Ecco il programma completo diviso per aree tematiche e locali:
ATOMS TO GALAXIES (Chimica)
Dove: Birreria Popolare, Via dal Luzzo, 4
Un viaggio nelle molecole dal loro utilizzo per creare nuove sostanze fino al restauro d’opere d’arte.
-
18/05 (ore 19:30): Il superpotere del glucosio– con Ilse Manet e Marco Agnes (CNR).
-
19/05 (ore 19:30): La “Pinta” della vita – con Mirko Zaffagnini (Università di Bologna).
-
20/05 (ore 19:30): Trattamenti di bellezza nell'arte: nuove soluzioni sostenibili per il restauro – con Francesca Ramacciotti (Università di Bologna).

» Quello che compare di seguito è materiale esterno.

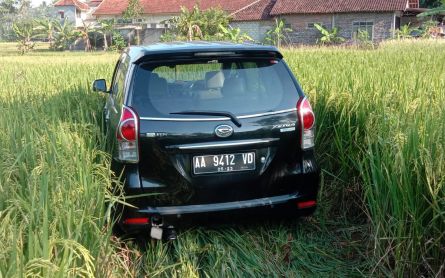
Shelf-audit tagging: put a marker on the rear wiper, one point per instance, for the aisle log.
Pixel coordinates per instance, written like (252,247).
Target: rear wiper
(210,113)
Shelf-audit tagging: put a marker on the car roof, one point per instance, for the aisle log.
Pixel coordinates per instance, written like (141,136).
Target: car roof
(143,52)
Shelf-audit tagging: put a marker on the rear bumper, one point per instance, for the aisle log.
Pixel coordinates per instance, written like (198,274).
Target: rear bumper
(277,207)
(207,208)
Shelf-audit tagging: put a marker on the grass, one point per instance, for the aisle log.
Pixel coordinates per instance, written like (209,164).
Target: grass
(380,142)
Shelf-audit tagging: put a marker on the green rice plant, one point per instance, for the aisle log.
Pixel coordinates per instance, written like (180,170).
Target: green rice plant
(380,143)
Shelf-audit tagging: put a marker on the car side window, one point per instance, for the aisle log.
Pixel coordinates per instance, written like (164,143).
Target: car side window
(118,84)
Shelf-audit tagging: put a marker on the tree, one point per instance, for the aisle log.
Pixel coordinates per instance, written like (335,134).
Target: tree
(65,34)
(45,27)
(106,27)
(25,33)
(440,10)
(84,33)
(134,11)
(277,34)
(234,34)
(197,24)
(329,36)
(405,32)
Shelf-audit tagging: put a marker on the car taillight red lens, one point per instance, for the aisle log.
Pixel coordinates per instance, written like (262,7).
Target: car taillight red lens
(127,136)
(128,130)
(307,123)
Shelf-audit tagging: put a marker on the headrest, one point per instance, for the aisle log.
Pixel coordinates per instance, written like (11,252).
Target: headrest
(157,87)
(234,87)
(214,79)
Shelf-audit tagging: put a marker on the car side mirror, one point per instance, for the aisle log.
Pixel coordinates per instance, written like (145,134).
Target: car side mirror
(100,85)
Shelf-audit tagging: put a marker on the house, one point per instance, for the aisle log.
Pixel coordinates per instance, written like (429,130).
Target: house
(156,12)
(380,18)
(76,12)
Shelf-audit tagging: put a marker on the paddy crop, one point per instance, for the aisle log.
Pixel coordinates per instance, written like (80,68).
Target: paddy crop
(380,140)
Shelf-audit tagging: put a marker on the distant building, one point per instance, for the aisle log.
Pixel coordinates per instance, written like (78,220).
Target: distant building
(76,11)
(380,18)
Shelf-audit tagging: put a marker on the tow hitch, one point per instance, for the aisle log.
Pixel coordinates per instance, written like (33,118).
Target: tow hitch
(159,232)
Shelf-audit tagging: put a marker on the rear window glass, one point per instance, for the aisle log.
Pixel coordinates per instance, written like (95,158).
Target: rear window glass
(242,87)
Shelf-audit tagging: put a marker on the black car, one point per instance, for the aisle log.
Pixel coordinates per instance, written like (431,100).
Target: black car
(203,129)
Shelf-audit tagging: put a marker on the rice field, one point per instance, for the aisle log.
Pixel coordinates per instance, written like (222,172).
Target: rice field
(380,142)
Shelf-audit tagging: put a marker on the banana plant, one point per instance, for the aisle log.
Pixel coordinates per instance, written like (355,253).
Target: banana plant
(276,35)
(45,29)
(329,36)
(25,33)
(106,27)
(234,34)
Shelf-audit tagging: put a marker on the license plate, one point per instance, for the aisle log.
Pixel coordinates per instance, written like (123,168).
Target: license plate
(223,163)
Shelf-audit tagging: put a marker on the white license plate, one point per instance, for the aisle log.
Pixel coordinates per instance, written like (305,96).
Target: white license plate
(223,163)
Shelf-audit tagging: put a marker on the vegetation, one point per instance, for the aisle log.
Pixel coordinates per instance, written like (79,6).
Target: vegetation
(133,12)
(65,35)
(24,32)
(438,10)
(197,24)
(405,32)
(45,29)
(380,140)
(234,34)
(106,28)
(278,33)
(329,37)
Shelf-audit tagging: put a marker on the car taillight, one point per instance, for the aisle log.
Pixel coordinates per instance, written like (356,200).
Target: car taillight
(127,136)
(307,123)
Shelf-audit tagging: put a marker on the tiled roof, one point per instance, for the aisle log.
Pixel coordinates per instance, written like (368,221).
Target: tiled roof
(245,10)
(114,7)
(77,3)
(336,6)
(258,10)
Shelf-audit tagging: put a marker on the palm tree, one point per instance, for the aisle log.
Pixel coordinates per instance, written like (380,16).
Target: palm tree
(46,29)
(107,26)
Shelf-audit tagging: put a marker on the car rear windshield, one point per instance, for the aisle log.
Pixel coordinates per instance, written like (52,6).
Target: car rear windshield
(239,86)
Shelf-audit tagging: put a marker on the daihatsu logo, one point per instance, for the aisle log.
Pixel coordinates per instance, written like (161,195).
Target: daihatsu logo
(223,131)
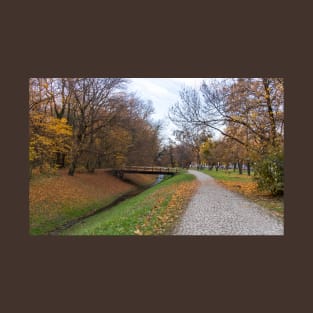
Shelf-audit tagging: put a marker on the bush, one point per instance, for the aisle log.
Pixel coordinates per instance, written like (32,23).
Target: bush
(269,173)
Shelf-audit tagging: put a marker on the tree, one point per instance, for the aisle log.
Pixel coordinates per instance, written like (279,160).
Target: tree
(248,111)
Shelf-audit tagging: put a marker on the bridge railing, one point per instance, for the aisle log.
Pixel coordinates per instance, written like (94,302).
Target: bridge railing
(156,169)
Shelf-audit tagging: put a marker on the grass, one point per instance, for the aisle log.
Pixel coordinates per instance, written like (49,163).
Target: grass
(152,212)
(245,185)
(56,200)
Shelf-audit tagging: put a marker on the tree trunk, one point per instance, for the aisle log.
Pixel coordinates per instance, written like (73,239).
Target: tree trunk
(240,167)
(72,167)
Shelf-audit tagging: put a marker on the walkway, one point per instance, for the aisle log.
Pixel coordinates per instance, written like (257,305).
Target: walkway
(214,210)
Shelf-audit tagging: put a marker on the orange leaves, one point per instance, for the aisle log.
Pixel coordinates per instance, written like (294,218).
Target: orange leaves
(248,188)
(168,205)
(54,197)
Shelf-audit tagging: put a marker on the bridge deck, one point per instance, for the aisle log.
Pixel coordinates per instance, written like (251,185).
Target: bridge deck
(149,170)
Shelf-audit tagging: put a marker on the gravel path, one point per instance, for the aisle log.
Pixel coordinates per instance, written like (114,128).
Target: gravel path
(214,210)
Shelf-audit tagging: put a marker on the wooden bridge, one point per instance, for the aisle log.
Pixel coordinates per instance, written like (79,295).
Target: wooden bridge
(145,170)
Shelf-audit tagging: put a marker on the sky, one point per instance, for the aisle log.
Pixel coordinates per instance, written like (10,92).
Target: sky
(163,92)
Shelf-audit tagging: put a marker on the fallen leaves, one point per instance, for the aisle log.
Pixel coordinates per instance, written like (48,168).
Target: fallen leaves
(169,203)
(54,200)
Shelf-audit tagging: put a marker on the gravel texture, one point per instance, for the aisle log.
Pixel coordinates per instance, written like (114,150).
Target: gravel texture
(214,210)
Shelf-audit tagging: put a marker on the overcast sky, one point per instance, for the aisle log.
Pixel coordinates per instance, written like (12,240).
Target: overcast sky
(163,92)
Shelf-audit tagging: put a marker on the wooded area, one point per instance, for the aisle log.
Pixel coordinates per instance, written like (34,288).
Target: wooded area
(88,122)
(91,123)
(248,113)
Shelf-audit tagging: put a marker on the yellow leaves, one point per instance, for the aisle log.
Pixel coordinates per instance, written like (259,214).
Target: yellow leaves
(47,136)
(168,205)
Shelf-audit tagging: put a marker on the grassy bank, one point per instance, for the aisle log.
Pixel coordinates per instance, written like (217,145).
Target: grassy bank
(58,199)
(245,185)
(153,212)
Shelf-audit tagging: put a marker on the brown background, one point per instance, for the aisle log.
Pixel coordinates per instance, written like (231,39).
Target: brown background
(155,274)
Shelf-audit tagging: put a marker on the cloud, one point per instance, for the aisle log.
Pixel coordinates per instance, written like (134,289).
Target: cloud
(163,92)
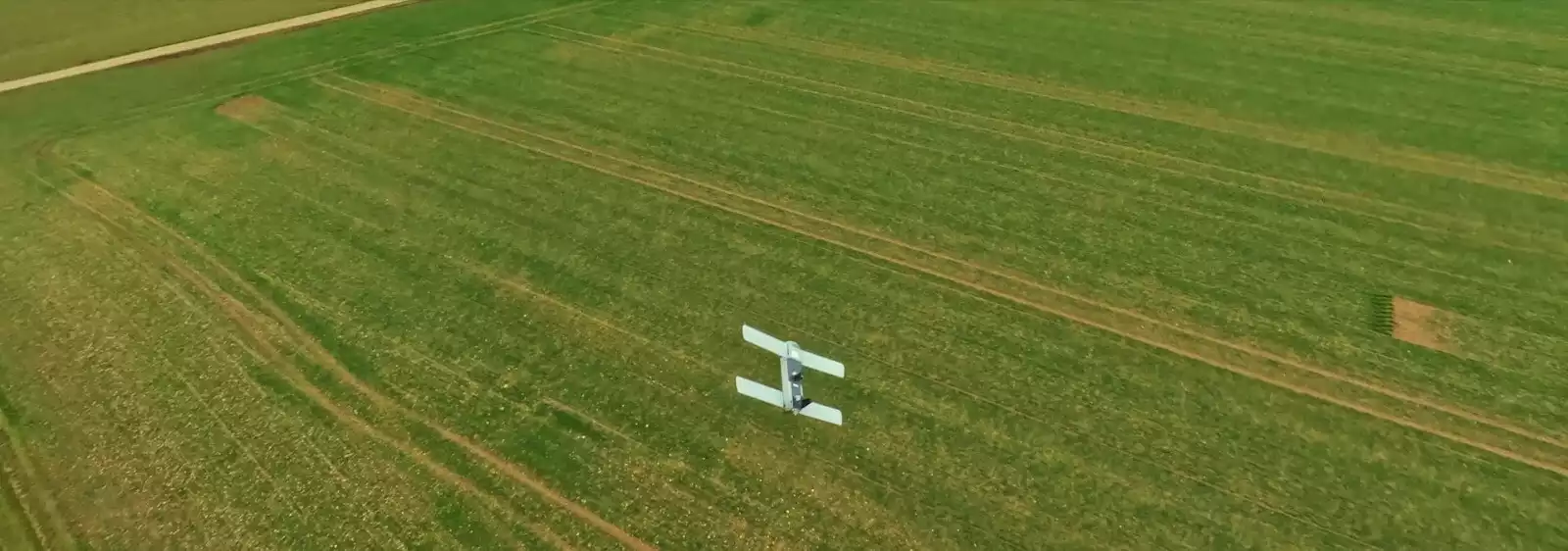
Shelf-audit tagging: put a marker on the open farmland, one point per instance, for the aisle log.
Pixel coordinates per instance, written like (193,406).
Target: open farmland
(46,35)
(470,274)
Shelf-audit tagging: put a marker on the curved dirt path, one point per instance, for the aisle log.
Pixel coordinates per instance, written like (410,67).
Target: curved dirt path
(198,44)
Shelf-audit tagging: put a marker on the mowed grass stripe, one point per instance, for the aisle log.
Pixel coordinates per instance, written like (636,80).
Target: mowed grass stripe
(306,67)
(888,60)
(1278,164)
(1423,154)
(298,381)
(404,102)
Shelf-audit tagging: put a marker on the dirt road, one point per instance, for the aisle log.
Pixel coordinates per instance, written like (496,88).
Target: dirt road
(198,44)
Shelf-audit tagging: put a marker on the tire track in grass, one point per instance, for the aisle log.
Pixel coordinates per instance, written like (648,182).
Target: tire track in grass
(1144,319)
(533,294)
(342,480)
(1293,515)
(1280,234)
(574,310)
(1133,326)
(1156,203)
(271,315)
(596,319)
(1371,16)
(1123,149)
(1294,44)
(1435,63)
(1393,156)
(253,334)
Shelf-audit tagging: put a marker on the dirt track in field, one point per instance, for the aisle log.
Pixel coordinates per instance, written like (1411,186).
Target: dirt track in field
(1227,355)
(198,44)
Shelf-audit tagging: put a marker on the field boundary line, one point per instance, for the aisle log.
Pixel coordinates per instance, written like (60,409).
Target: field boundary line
(402,347)
(1082,149)
(386,52)
(886,60)
(1293,515)
(51,512)
(512,284)
(1239,347)
(306,344)
(1131,195)
(969,283)
(1419,63)
(1324,141)
(200,44)
(12,493)
(259,344)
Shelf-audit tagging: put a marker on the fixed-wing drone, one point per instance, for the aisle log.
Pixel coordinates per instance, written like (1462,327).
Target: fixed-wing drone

Dove: Il Santo Bevitore, Via Galliera, 42
Esplorazioni l’universo, dalla materia oscura ai segnali magnetici, fino al quantum computing.
-
18/05 (ore 19:30): Il lato invisibile dell’Universo – con Nicola Borghi e Cristiana Spingola (INAF).
-
19/05 (ore 19:30): Scomporre l’Invisibile: Segnali Magnetici tra Arte e Cervello – con Leonardo Brizi e Chiara Malvaso (Università di Bologna).
-
20/05 (ore 19:30): Quantum computing: una nuova prospettiva – con Elisa Ercolessi (Università di Bologna).
OUR BODY
Dove: Hangar Birrerie, Via M. Poledrelli 21
Organizzata insieme alla Fondazione Golinelli questa serie di serate guiderà il pubblico in una esplorazione sul corpo umano, dal funzionamento dei farmaci fino al design medico, e alla placenta.
-
18/05 (ore 19:30): Chiavi molecolari alla ricerca della serratura giusta – con Barbara Zambelli (Università di Bologna).
-
19/05 (ore 19:30): Dell’uomo non si butta via niente! – con Marco Palanca (Università di Bologna).
-
20/05 (ore 19:30): La Placenta: il tesoro serbato dalle madri – con Pasquale Marrazzo (Università di Bologna).
PLANET EARTH
Dove: Empire English Pub, Via Zamboni, 24a
Dalle sfide dell’evoluzione e le tipologie di frutti fino alle spedizioni agli estremi del mondo come le saline del Botswana alle sorgenti acide dell’Etiopia
-
18/05 (ore 19:30): Marte sulla Terra: dove la vita sfida il limite – con Rebecca Martellotti e Alice Tarozzi (Università di Bologna).
-
19/05 (ore 19:30): Ma ti muovi? Lo slow-mo dell'evoluzione – con Andrea Luchetti (Università di Bologna).
-
20/05 (ore 19:30): FRUTTI, VERDURE E ALTRI EQUIVOCI – con Mirko Martini e Mattia Baricordi (Università di Bologna).
VOLONTARI E PARTNER
Il festival è reso possibile da oltre 300 volontari distribuiti nelle città italiane e da una rete di sponsor nazionali e locali. Sponsor platinum: INFN, presente fin dalla prima edizione italiana. Sponsor gold: INAF, per l'area Atoms to Galaxies. Tra gli sponsor locali: Centro Siciliano di Fisica Nucleare e di Struttura della Materia, CESMAT/Università Europea di Roma, CNR-IOM di Trieste, Fondazione Saihub, Humanitas University, IUSS Pavia, NeaPolis-Scuola Politecnica e delle Scienze/Università Federico II di Napoli, Ordine dei Chimici e dei Fisici della Campania, Università del Sannio, i Dipartimenti di Fisica, Scienze Agrarie, Forestali e Alimentari e Neuroscienze dell'Università di Torino, Politecnico di Torino, Università Vita-Salute San Raffaele e Zanichelli come sponsor degli eventi bolognesi.